Éditorial | Oligui Nguema ou la République des chantiers

Il existe des chefs d’État qui gouvernent par les réformes. D’autres par les discours. Brice Clotaire Oligui Nguema, lui, gouverne par les chantiers.
Depuis son arrivée à la tête du Gabon, une conviction semble guider son action : construire. Construire encore. Construire toujours. Routes, échangeurs, bâtiments administratifs, logements, infrastructures publiques… Le paysage de Libreville se métamorphose à une vitesse inédite. La capitale est devenue le symbole d’une ambition assumée : rebâtir le pays par le béton.
Il faut le reconnaître. Cette capacité à bâtir est sans doute la signature politique du président gabonais. Les Gabonais eux-mêmes en plaisantent : « Donnez-lui un terrain vide, il vous le rendra couvert de grues. » L’image est caricaturale, mais elle traduit une réalité. Oligui Nguema est, avant tout, un bâtisseur.

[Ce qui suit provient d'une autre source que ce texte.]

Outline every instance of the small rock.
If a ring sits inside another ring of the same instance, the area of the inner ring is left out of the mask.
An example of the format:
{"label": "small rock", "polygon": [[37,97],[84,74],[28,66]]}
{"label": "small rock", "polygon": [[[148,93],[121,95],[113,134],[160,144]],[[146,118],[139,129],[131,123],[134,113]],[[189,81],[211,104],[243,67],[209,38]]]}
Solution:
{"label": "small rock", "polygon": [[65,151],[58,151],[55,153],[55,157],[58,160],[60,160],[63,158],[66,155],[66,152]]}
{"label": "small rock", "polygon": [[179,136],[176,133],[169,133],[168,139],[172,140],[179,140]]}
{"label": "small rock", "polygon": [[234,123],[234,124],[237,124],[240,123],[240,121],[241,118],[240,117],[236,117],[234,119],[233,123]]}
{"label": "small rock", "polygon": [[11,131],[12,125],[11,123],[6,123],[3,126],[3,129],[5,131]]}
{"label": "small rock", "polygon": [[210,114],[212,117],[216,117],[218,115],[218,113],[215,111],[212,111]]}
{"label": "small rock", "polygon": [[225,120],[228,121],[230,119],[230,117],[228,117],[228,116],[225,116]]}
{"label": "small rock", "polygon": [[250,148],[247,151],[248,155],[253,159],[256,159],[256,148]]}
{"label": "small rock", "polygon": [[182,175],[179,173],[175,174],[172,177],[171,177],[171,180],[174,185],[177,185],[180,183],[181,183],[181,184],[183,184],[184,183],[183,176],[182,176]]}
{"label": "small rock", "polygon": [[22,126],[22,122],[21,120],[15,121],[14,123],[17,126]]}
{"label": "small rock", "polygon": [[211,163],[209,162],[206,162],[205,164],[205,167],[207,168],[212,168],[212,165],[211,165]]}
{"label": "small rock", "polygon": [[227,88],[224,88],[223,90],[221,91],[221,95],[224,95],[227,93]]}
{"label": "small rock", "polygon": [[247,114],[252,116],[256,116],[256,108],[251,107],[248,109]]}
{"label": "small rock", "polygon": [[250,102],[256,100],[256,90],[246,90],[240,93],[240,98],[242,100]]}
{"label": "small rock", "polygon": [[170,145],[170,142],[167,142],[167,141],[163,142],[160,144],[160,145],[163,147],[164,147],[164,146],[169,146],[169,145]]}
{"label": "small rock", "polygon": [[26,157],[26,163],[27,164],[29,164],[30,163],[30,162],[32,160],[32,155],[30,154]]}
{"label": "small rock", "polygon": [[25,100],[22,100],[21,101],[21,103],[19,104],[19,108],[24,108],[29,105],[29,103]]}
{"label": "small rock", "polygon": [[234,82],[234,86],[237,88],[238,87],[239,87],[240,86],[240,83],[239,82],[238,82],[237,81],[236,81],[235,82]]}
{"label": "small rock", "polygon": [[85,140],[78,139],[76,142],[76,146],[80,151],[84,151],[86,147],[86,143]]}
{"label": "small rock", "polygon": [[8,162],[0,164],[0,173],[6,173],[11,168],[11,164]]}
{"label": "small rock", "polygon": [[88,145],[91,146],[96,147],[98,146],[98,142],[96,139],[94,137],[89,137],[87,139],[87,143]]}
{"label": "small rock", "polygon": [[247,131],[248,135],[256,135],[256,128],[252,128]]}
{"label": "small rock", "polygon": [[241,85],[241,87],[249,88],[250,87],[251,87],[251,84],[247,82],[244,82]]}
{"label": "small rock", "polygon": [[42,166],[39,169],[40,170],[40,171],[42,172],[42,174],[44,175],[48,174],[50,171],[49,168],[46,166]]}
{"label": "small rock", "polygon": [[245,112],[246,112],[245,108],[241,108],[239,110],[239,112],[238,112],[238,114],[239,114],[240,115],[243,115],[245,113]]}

À certains égards, il rappelle ces oiseaux architectes qui consacrent leur énergie à édifier un nid toujours plus solide, toujours plus impressionnant. Construire semble relever, chez lui, moins d’une politique que d’une vocation.
Mais toute gouvernance finit par rencontrer une question que les pelleteuses ne peuvent résoudre.
À quoi sert une route flambant neuve si elle conduit une jeunesse sans emploi ? À quoi sert un immeuble moderne si les familles peinent à remplir leur panier ? À quoi sert une capitale embellie lorsque le quotidien d’une partie de la population demeure marqué par la précarité, les difficultés d’accès aux soins ou l’érosion du pouvoir d’achat ?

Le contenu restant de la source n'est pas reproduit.